Where the film falls short is in the gradual unspooling of its focus; though the pace is flawless throughout, never boring even when the most arcane matters are under discussion, there’s a sense that Ferguson has only sporadically lent us an unobstructed view of what the real impact of all this was. There is eventually a nod or two to unemployment, the hefty tax burdens, the general approach of unexpected squalor, but as seems so often the case in performances like this of recent history, we don’t seem to have removed the glasses fully just yet. Sure, the story’s incomplete partially because we can’t know how it will all extrapolate in the decades to come, but more individuals played a role here than corporate executives and politicians — we did too.
It’s nevertheless a credit to Ferguson that, without overreaching, Inside Job manages to feel genuinely passionate and vindictive. The feeling is strongest, bravest during the material, tangential in some ways to Ferguson’s thesis, dealing with the under-reported corruption of economic academia, something we rub up against during the revealing interviews that run throughout, featuring tellingly squirmy moments from Martin Feldstein and Frederic Mishkin, among others, while the specters of Greenspan and Paulson loom menacingly behind. The bald conflicts of interest explored in this section are fertile enough to provide material for their own feature film; the vicious-cycle feeling of hopelessness given off feeds one’s energetic need to do something, anything. Therein lies the film’s power to educate and infuriate.

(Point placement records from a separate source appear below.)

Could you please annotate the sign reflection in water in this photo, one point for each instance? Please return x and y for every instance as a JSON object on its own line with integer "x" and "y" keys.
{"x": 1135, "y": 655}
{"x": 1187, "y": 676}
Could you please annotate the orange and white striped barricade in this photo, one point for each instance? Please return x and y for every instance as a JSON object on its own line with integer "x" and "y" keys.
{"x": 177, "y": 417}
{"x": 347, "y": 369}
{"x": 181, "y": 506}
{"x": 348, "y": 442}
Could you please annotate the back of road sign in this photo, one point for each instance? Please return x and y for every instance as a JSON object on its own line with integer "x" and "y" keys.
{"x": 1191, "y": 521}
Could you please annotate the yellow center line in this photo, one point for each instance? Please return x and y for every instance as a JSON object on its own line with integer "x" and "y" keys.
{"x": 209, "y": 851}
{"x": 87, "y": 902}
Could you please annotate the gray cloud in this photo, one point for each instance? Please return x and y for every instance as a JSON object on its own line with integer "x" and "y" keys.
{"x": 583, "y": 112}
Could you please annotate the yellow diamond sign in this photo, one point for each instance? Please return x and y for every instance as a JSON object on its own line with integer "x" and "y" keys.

Is it cinematic? Does it have a lot of shelf life? Not sure, but spend a lot of time around its well-warranted bleakness and you start to wonder if it matters, if we’ve got much shelf life ourselves. By the close, you start to feel trapped; as narrator Matt Damon puts it, “For the first time in history, average Americans have less education and are less prosperous than their parents.” That’s too sobering and too pointed a sentence to dilute by questioning its artistic place in the world; that’s an undistorted mirror of where we are, right now, and even if he can’t do much of a damned thing about it, Ferguson is determined that you stare straight into it and wake up tomorrow remembering the things he’s told you. He’s done so skillfully enough that you almost certainly will.